Dans les résultats de cette enquête, on apprend que 79% des jeunes sont pour le département, 26% pour l'autonomie associée et 2% sont indépendantistes, sachant que cette étude prend en compte par extrapolation et selon la méthode des quotas, toute la population de l'île, y compris les clandestins. Cette volonté d'autonomie ou d'indépendantisme est par exemple très sensible chez les "frustrés" qui, exclus de la société de consommation par l'absence d'études ou d'emploi, se réfugient dans un très fort repli sur eux-mêmes et rejettent tout ce qui vient changer leur système, tout comme les "jouisseurs" qui profitent au maximum du système, se pensent "malins" et peuvent imaginer perdre de leur liberté dans un cadre départemental plus formel.

Le changement de statut suscite tout de même de nombreux espoirs chez les jeunes qui pensent qu'ils seront heureux demain à 74%, contre 46% aujourd'hui, mais comme le souligne Jean-Paul Brouchot, "c'est un espoir matérialiste et financier plus que social". 71% des jeunes ont confiance dans la France et 79% estiment être respectés par les wazungu.
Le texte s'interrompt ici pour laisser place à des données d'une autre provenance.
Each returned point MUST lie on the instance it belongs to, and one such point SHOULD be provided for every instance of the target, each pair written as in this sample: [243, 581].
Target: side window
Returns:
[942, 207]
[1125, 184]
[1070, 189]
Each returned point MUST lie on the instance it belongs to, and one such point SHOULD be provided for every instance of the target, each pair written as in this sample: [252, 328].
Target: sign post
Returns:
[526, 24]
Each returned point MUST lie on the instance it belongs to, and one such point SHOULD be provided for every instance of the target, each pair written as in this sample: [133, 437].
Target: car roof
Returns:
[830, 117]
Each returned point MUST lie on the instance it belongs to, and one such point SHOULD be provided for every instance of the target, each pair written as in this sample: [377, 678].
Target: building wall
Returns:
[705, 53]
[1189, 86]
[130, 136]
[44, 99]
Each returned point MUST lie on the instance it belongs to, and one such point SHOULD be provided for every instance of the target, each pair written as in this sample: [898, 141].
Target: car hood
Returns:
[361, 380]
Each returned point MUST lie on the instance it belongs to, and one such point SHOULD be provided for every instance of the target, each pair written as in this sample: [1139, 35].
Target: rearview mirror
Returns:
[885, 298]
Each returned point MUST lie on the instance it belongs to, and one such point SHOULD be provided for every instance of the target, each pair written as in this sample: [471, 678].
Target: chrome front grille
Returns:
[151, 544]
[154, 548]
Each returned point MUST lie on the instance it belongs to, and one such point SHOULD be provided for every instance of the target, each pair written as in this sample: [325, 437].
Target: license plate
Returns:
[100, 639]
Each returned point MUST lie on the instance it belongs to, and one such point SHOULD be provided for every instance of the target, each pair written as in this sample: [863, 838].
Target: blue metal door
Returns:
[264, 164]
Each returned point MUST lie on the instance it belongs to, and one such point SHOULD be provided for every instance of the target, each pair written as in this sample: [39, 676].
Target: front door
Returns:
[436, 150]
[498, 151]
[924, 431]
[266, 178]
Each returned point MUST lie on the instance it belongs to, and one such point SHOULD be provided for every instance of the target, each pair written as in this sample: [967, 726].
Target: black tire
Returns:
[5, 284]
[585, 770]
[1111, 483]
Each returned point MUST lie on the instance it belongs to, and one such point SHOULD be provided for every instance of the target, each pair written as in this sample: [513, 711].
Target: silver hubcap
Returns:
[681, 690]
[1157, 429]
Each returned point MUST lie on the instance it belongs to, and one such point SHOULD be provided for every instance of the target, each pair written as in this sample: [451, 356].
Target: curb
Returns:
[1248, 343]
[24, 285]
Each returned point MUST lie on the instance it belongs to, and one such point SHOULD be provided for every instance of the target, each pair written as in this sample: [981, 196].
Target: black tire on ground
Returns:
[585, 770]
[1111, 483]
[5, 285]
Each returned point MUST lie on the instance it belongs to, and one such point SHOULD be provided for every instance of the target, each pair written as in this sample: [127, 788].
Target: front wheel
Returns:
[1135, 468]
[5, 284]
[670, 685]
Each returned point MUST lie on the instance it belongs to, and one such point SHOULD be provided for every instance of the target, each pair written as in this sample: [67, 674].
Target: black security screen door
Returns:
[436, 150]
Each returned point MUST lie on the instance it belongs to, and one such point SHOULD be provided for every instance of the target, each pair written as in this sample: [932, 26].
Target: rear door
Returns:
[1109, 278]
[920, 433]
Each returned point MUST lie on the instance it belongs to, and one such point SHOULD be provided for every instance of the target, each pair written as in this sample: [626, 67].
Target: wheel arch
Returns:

De l'autre côté, on note un rejet des Comoriens : 71% se méfient des Comoriens installés à Mayotte et 68% estiment qu'ils sont trop nombreux sur l'île (alors qu'un tiers de l'échantillon interrogé est constitué de jeunes clandestins d'origine comorienne…).

Désaffection pour la politique, mais pas pour la religion

A l'instar des études qui ont pu être menées sur les jeunes en Métropole ou dans les Dom, on note également une nette désaffection pour la politique au profit d'un intérêt pour les mouvements associatifs : 47% n'ont pas de préférence politique locale, 45% n'ont pas envie de voter, 73% n'ont pas envie de militer en politique, mais 58% sont prêts à donner du temps bénévole et 61% à faire partie d'associations culturelles et sportives. Les hommes politiques locaux sont quant à eux jugés très sévèrement : 77% sont considérés comme "opportunistes", 76% comme ayant des "visions personnelles" et 70% sont "sourds". Pourtant, 73% des jeunes ont confiance dans le gouvernement, beaucoup plus éloigné...

Même si les valeurs occidentales matérialistes sont de plus en plus intériorisées par les jeunes Mahorais, il en est tout autrement du rationalisme cartésien, de la désaffection de la pratique religieuse et du relativisme des croyances que l'on peut constater en Métropole : 89% des jeunes Mahorais estiment que la religion est importante, 78% déclarent être pratiquants (dont 41% réguliers), 91% croient en la prière, 70% au cadi, 63% aux guérisseuses et 56% aux sorts.

Concernant le monde économique, les jeunes ne semblent pas avoir une grande estime pour les patrons : 65% pensent qu'ils sont frileux, 64% qu'ils ne sont pas solidaires et 60% qu'il n'y pas de dialogue avec eux. Enfin, le futur changement de statut suscite de grands espoirs, car aujourd'hui 80% des jeunes Mahorais estiment qu'ils sont moins bien traités et reconnus que dans les autres Dom-Tom, 66% que Mayotte est une île oubliée, 62% qu'ils sont une charge, 59% s'estiment incompris et 56% pensent qu'ils ne sont pas respectés. Il y a donc beaucoup de travail pour changer tout ça.